The takeaway: AI agents won't replace human creativity. They amplify it. The human supplies the «DNA» (the weird idea, the earned secret), and the agent executes at superhuman scale and speed. This is why Haseeb believes the frontier track (OpenClaw, Conway) will matter more than the walled-garden track: it's where humans and agents co-evolve new business models that didn't exist in the training corpus.
When Do Models Get Good Enough? The METR Benchmark
Opus 4.6 completes 14-hour tasks; when it hits weeks, all bets are off.
Why Crypto Still Feels Cringe — and Why It Won't Matter
Meme coins harassed OpenClaw's founder, but adoption forces will overpower the stench.
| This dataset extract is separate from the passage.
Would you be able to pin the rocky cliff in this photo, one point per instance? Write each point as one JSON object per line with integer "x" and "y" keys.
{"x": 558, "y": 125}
Peter Steinberger, OpenClaw's creator, told Lex Fridman he almost quit because crypto meme coin promoters wouldn't stop harassing him — trying to profit off his work, hack his systems, and spam his mentions. It was one of the worst recent PR scars for crypto. Haseeb acknowledges the industry's «cringe» problem: spam, scams, and the worst of human nature are baked into open systems. But he draws an analogy to email. Open your Gmail «all mail» folder and witness the cesspool — yet email remains essential infrastructure. Crypto is the same.
The paradox: the biggest AI champions (Elon Musk, Sam Altman, Mark Zuckerberg) also believe in crypto. Musk integrated Bitcoin into Tesla. Meta is exploring a new stablecoin after Libra. Anthropic and OpenAI just published EVM cybersecurity benchmarks — a sign they're training models on blockchain tasks. The frontier labs haven't promoted crypto yet because of liability: if Claude loses your $2 million in a bad trade, it's front-page news no matter how many disclaimers you signed. But the technology is converging.
Haseeb's thesis: crypto won't lose its rough edges, but AI will abstract them away. The «bad UX era» of crypto (command-line Bitcoin, terminal Ethereum) is actually good UX for AI. Long-term, the cringe won't block adoption because the forces — digitization of money, composability, self-custody, deterministic execution — are too strong. The same way the internet's cesspool didn't stop its dominance, crypto's chaos won't stop agents from using it. Humans set the goals; agents navigate the swamp.